- O pastor Silas Malafaia foi detido pela Polícia Federal no aeroporto do Galeão, no Rio de Janeiro, em 20 de agosto.
- A detenção foi autorizada pelo ministro do Supremo Tribunal Federal, Alexandre de Moraes, e incluiu a apreensão de seu celular e passaporte.
- Malafaia classificou a operação como retaliação e criticou Moraes, chamando-o de “criminoso”.
- A investigação da Polícia Federal está relacionada a tentativas de obstrução de justiça envolvendo Malafaia e a família Bolsonaro.
- O pastor convocou uma manifestação para o Dia da Independência, em 7 de setembro, em São Paulo, contra o que considera abusos de poder.
O pastor Silas Malafaia foi detido pela Polícia Federal no aeroporto do Galeão, no Rio de Janeiro, na quarta-feira, 20 de agosto. A ação, autorizada pelo ministro do Supremo Tribunal Federal (STF) Alexandre de Moraes, incluiu a apreensão de seu celular e passaporte.
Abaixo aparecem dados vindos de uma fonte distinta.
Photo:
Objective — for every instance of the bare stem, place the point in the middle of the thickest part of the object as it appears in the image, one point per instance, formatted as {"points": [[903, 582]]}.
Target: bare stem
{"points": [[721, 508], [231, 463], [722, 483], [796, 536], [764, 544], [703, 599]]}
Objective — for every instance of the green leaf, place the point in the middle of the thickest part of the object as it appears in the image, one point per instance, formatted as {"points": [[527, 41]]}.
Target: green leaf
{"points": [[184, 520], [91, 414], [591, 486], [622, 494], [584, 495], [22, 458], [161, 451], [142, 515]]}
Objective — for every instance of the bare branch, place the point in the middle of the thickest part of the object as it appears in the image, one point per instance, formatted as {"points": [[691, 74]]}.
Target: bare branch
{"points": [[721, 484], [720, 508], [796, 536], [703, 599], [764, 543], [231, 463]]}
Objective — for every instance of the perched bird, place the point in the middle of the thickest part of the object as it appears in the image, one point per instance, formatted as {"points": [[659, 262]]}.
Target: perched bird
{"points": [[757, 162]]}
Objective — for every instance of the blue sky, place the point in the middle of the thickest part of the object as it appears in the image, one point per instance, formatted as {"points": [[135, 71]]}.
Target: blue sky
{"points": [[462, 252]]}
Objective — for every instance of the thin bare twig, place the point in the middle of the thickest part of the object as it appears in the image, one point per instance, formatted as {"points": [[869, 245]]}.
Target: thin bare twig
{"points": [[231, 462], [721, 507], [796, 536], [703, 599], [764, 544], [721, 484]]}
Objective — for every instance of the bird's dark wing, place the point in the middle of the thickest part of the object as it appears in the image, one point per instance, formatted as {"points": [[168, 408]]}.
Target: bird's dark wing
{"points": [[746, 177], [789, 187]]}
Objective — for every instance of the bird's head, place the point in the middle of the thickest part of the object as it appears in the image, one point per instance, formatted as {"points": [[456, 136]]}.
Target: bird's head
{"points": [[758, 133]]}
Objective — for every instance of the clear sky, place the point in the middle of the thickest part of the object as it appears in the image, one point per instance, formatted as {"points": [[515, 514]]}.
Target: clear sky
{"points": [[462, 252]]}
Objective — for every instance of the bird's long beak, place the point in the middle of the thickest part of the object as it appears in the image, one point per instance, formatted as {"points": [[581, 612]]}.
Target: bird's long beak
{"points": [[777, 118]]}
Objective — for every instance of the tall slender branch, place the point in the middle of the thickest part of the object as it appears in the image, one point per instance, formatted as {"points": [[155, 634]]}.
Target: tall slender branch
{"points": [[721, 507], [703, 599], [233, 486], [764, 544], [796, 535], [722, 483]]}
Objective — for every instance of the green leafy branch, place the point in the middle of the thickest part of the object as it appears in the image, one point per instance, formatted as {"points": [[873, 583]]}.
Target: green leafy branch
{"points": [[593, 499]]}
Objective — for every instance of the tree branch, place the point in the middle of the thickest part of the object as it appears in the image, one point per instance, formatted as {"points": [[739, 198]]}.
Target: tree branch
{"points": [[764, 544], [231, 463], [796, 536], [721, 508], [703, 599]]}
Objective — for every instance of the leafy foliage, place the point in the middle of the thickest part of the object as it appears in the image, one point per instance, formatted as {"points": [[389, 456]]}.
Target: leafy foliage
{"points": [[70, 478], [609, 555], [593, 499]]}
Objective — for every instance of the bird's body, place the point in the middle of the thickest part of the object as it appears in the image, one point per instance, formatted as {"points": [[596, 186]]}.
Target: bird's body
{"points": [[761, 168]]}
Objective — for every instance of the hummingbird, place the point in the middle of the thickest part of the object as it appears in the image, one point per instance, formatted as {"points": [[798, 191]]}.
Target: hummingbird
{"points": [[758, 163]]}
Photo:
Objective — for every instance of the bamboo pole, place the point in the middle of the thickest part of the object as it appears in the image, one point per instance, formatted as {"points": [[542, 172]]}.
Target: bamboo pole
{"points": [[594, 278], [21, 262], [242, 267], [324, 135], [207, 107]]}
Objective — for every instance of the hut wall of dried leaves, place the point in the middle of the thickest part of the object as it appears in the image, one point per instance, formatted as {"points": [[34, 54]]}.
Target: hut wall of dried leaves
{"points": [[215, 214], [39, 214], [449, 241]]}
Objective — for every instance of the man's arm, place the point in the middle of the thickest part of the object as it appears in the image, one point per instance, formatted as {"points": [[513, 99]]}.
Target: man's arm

Malafaia, conhecido por seu apoio ao ex-presidente Jair Bolsonaro, classificou a operação como uma retaliação e criticou Moraes, chamando-o de “criminoso”.
Ao deixar a delegacia, Malafaia afirmou que não se calará e que intensificará suas críticas ao ministro. Ele questionou a legalidade da apreensão, destacando que suas anotações, confiscadas durante a operação, eram apenas material teológico. O pastor também negou ter orientado Bolsonaro em qualquer ação de coação, afirmando que suas conversas com os políticos eram apenas “conversas de amigos”.
Investigação em Andamento
A investigação da PF está relacionada a tentativas de obstrução de justiça envolvendo Malafaia e membros da família Bolsonaro. A Procuradoria-Geral da República (PGR) indicou que as condutas do pastor podem caracterizar crimes como coação e obstrução de investigações. Mensagens trocadas entre Malafaia e Bolsonaro revelaram tentativas de influenciar decisões judiciais, o que levou a PF a aprofundar as investigações.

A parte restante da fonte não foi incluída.